TypeError: __init__() got an unexpected keyword argument 'action_noise'

System Info

pip install
GPU is GTX 2080s, CUDA version is 10.2
Python version is 3.8.8
PyTorch version is 1.8.1
Gym version is 0.18.0
OS is Ubuntu 18.04, and using 'pip install stable-baselines3[extra]' to install all relevant packages

Checklist

[x] I have read the documentation (required)
[x] I have checked that there is no similar issue in the repo (required)
[x] I have checked my env using the env checker (required)
[x] I have provided a minimal working example to reproduce the bug (required)

Hello, you are using the on-policy example where as DDPG is off-policy. Depending on how complex is your custom policy, you can take a look at the off policy example: https://stable-baselines3.readthedocs.io/en/master/guide/custom_policy.html#off-policy-algorithms and for more customisation (for instance adding dropout), best is to take a look at the code: https://github.com/DLR-RM/stable-baselines3/blob/master/stable_baselines3/td3/policies.py#L85

I would also highly recommend you to read more about DDPG because the current architecture you wrote here cannot work with it (the actor requires a tanh at the output and the critic is q value function that needs the action as input): https://spinningup.openai.com/en/latest/algorithms/ddpg.html

To answer your original request, giving an advanced customization example for any off-policy algorithm is not really possible as each algorithm would need a different one. Also, customizing the network more than what we present requires good knowledge about the algorithm, that's why i would favor reading the code in that case (we should probably add such warning in the doc).

No thing is special for the DDPG algorithm that I used. At the beginning of user guide for custom policy, it does not says that the example shows on the page is only for on-policy algorithm. I firstly defined a class named CustomCNN to extract features from observation, then I defined CustomNetwork class and CustomActorCriticPolicy class follows the instruction of user guide. However, when I follow the guide to define DDPG model, the errors happen. You could see that all the code I showed above conform to the user guide of customizing policy networks.

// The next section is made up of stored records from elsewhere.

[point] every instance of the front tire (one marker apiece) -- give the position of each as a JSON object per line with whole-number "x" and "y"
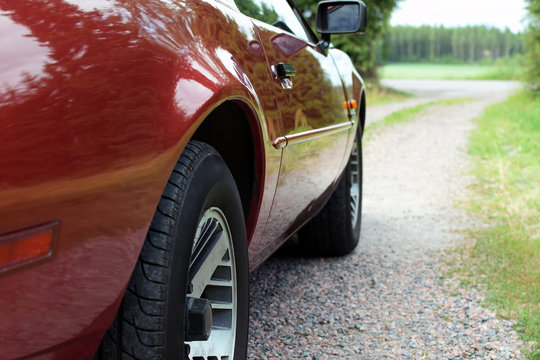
{"x": 196, "y": 246}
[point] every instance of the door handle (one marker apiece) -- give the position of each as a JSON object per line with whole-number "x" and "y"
{"x": 283, "y": 70}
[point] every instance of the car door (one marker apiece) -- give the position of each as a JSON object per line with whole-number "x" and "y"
{"x": 315, "y": 124}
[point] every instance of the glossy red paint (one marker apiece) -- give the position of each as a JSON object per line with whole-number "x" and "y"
{"x": 97, "y": 101}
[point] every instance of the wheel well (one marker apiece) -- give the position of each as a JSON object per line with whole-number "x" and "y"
{"x": 227, "y": 129}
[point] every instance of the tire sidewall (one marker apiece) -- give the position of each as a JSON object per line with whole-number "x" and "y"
{"x": 211, "y": 185}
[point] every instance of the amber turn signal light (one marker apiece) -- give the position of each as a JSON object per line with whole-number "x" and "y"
{"x": 26, "y": 246}
{"x": 351, "y": 104}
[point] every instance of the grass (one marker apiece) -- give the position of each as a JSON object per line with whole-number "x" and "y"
{"x": 378, "y": 94}
{"x": 408, "y": 114}
{"x": 502, "y": 69}
{"x": 506, "y": 254}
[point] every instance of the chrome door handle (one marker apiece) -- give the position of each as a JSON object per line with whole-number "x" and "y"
{"x": 284, "y": 70}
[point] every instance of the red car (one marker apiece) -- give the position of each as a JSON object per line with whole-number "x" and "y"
{"x": 152, "y": 152}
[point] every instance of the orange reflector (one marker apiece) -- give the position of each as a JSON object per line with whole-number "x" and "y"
{"x": 351, "y": 104}
{"x": 26, "y": 246}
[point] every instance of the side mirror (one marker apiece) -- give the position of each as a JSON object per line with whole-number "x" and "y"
{"x": 341, "y": 17}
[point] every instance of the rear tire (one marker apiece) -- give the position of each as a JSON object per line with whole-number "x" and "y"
{"x": 335, "y": 231}
{"x": 196, "y": 246}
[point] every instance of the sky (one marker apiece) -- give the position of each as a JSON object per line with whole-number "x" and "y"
{"x": 452, "y": 13}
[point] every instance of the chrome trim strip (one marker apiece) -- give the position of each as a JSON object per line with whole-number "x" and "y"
{"x": 284, "y": 141}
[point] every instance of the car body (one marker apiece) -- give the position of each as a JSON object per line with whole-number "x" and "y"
{"x": 98, "y": 100}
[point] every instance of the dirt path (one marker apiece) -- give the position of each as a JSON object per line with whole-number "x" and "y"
{"x": 386, "y": 300}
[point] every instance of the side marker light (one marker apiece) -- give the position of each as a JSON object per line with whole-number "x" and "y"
{"x": 26, "y": 246}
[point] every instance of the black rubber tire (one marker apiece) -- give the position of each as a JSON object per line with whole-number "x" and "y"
{"x": 331, "y": 232}
{"x": 150, "y": 321}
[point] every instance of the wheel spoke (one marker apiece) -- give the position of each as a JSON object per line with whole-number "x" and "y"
{"x": 213, "y": 277}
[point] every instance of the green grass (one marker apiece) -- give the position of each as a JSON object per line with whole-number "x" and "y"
{"x": 378, "y": 94}
{"x": 503, "y": 69}
{"x": 506, "y": 254}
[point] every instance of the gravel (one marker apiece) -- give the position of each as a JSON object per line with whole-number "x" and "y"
{"x": 388, "y": 299}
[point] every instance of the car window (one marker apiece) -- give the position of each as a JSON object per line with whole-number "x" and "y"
{"x": 275, "y": 12}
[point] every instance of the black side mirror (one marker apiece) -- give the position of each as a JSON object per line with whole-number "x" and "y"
{"x": 341, "y": 17}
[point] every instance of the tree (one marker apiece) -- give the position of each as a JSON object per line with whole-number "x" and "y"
{"x": 361, "y": 48}
{"x": 533, "y": 47}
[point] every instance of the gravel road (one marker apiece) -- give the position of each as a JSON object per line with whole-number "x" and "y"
{"x": 388, "y": 300}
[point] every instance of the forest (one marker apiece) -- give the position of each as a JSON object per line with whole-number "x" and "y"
{"x": 437, "y": 44}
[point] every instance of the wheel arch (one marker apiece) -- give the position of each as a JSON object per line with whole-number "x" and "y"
{"x": 232, "y": 128}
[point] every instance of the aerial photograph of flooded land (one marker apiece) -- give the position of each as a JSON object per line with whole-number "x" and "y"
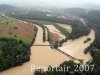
{"x": 49, "y": 37}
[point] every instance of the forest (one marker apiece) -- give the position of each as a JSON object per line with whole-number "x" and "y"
{"x": 13, "y": 52}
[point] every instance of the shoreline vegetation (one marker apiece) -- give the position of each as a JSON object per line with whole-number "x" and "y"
{"x": 78, "y": 30}
{"x": 14, "y": 49}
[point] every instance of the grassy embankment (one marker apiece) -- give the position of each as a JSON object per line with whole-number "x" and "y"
{"x": 15, "y": 41}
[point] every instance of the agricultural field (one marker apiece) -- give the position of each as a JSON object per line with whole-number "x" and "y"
{"x": 20, "y": 30}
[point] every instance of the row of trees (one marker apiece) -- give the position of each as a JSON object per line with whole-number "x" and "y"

If what you said is true ( Giving an advanced customization example for any off-policy algorithm is not really possible), I suggest the instruction of customizing policy networks for off-policy algorithm should be removed from the guide page, or else, it will confused users.

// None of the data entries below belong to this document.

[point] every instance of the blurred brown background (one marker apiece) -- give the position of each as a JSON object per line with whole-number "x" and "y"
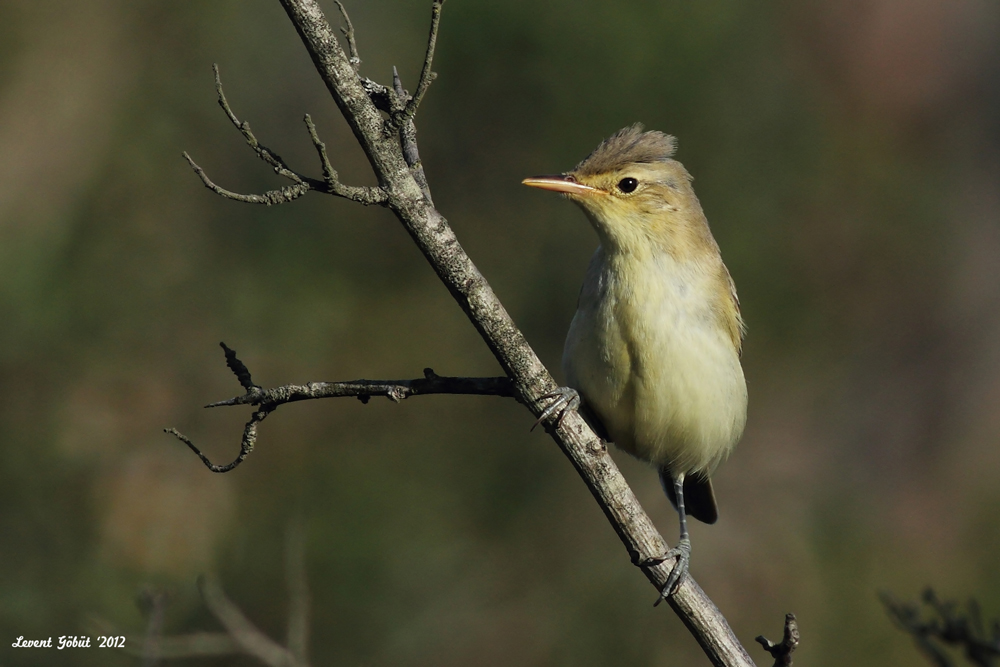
{"x": 846, "y": 154}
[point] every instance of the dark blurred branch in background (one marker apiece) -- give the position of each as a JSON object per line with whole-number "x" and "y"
{"x": 782, "y": 653}
{"x": 241, "y": 635}
{"x": 949, "y": 626}
{"x": 389, "y": 142}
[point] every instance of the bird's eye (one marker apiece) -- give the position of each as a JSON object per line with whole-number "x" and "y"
{"x": 627, "y": 185}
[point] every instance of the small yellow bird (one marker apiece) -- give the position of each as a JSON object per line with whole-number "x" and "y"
{"x": 654, "y": 347}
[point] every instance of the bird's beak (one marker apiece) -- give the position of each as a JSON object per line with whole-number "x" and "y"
{"x": 561, "y": 183}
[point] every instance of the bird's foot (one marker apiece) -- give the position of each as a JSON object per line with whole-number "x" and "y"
{"x": 565, "y": 399}
{"x": 683, "y": 554}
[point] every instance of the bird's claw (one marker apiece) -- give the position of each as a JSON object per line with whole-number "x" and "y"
{"x": 683, "y": 554}
{"x": 565, "y": 400}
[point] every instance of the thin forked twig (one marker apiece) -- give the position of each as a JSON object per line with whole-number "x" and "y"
{"x": 269, "y": 400}
{"x": 426, "y": 75}
{"x": 302, "y": 184}
{"x": 349, "y": 34}
{"x": 246, "y": 443}
{"x": 408, "y": 141}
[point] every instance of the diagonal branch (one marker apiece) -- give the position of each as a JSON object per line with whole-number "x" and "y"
{"x": 530, "y": 380}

Thank you for your advice and honest answer, best wishes.

I firstly defined a class named CustomCNN to extract features from observation, However, when I follow the guide to define DDPG model,

Custom feature extractor is working the same for on/off-policy algorithm, that's why there is no specific warning, however the advanced CustomActorCriticPolicy code is under the "On-Policy Algorithms" section.

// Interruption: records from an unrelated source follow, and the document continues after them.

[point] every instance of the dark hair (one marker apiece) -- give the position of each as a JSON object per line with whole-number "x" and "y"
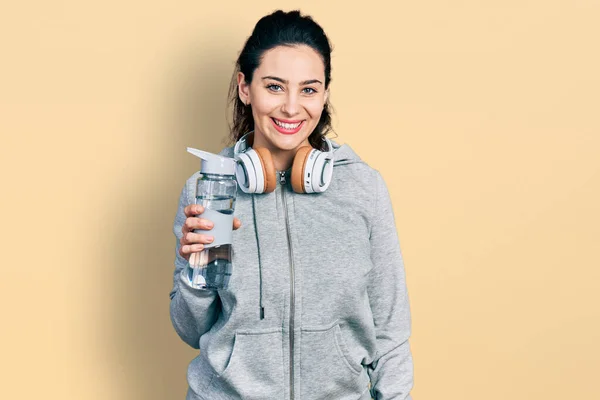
{"x": 279, "y": 29}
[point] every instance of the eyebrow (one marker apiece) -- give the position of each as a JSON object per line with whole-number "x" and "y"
{"x": 308, "y": 82}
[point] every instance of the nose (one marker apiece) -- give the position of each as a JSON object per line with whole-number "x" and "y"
{"x": 291, "y": 105}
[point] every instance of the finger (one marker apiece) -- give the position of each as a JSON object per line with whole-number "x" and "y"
{"x": 193, "y": 210}
{"x": 197, "y": 223}
{"x": 192, "y": 238}
{"x": 188, "y": 249}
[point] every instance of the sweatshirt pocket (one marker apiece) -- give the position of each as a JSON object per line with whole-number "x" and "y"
{"x": 327, "y": 371}
{"x": 255, "y": 367}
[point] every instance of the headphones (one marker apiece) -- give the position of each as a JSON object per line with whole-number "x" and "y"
{"x": 255, "y": 172}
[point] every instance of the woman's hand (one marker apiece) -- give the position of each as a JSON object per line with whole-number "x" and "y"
{"x": 194, "y": 242}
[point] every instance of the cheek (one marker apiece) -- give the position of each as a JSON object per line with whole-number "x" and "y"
{"x": 263, "y": 105}
{"x": 315, "y": 109}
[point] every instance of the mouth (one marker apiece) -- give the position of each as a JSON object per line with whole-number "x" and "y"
{"x": 287, "y": 127}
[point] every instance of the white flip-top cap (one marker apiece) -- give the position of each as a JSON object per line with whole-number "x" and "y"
{"x": 213, "y": 163}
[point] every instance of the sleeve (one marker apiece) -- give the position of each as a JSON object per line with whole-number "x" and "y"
{"x": 193, "y": 311}
{"x": 391, "y": 371}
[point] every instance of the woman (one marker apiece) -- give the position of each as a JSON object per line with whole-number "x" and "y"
{"x": 317, "y": 306}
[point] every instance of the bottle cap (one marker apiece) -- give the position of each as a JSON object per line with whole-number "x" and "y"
{"x": 213, "y": 163}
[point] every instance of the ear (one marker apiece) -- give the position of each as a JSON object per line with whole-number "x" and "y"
{"x": 243, "y": 88}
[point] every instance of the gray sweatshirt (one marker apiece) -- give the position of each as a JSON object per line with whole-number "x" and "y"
{"x": 317, "y": 305}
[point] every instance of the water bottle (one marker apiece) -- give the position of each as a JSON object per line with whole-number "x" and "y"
{"x": 216, "y": 190}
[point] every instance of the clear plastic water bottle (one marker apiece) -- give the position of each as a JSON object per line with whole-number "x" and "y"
{"x": 216, "y": 191}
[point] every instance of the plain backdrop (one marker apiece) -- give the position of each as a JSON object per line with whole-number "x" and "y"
{"x": 482, "y": 116}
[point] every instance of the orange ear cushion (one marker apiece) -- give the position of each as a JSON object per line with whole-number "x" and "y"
{"x": 298, "y": 168}
{"x": 268, "y": 168}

Depending on how complex is your custom policy, you can take a look at the off policy example: https://stable-baselines3.readthedocs.io/en/master/guide/custom_policy.html#off-policy-algorithms

Custom feature extractor is working the same for on/off-policy algorithm, that's why there is no specific warning, however the advanced CustomActorCriticPolicy code is under the "On-Policy Algorithms" section.

Behind Custom feature extractor, there should be a fully-connected network in On/Off-Policy Algorithms. According to the user guide, you could see that we can define dropout layer in CustomNetwork class which only works in On-Policy Algorithms, but in Off-Policy Algorithms, only the formatted code like 'dict(qf=[400, 300], pi=[64, 64])' can be used, in which the dropout layer cannot be defined. So, if I want to define dropout layer in the fully-connected network, how to do it in Off-Policy Algorithms?

So, if I want to define dropout layer in the fully-connected network, how to do it in Off-Policy Algorithms?

As I wrote before, for that you would need to take a look at the code. For instance for DDPG/TD3, this would look like that:

class CustomActor(Actor):
    """
    Actor network (policy) for TD3.
    """
    def __init__(self, *args, **kwargs):
        super(CustomActor, self).__init__(*args, **kwargs)
        # Define custom network with Dropout
        # WARNING: it must end with a tanh activation to squash the output
        self.mu = nn.Sequential(...)

class CustomContinuousCritic(BaseModel):
    """
    Critic network(s) for DDPG/SAC/TD3.
    """
    def __init__(
        self,
        observation_space: gym.spaces.Space,
        action_space: gym.spaces.Space,
        net_arch: List[int],
        features_extractor: nn.Module,
        features_dim: int,
        activation_fn: Type[nn.Module] = nn.ReLU,
        normalize_images: bool = True,
        n_critics: int = 2,
        share_features_extractor: bool = True,
    ):
        super().__init__(
            observation_space,
            action_space,
            features_extractor=features_extractor,
            normalize_images=normalize_images,
        )

        action_dim = get_action_dim(self.action_space)

        self.share_features_extractor = share_features_extractor
        self.n_critics = n_critics
        self.q_networks = []
        for idx in range(n_critics):
            # q_net = create_mlp(features_dim + action_dim, 1, net_arch, activation_fn)
            # Define critic with Dropout here
            q_net = nn.Sequential(...)
            self.add_module(f"qf{idx}", q_net)
            self.q_networks.append(q_net)

    def forward(self, obs: th.Tensor, actions: th.Tensor) -> Tuple[th.Tensor, ...]:
        # Learn the features extractor using the policy loss only
        # when the features_extractor is shared with the actor
        with th.set_grad_enabled(not self.share_features_extractor):
            features = self.extract_features(obs)
        qvalue_input = th.cat([features, actions], dim=1)
        return tuple(q_net(qvalue_input) for q_net in self.q_networks)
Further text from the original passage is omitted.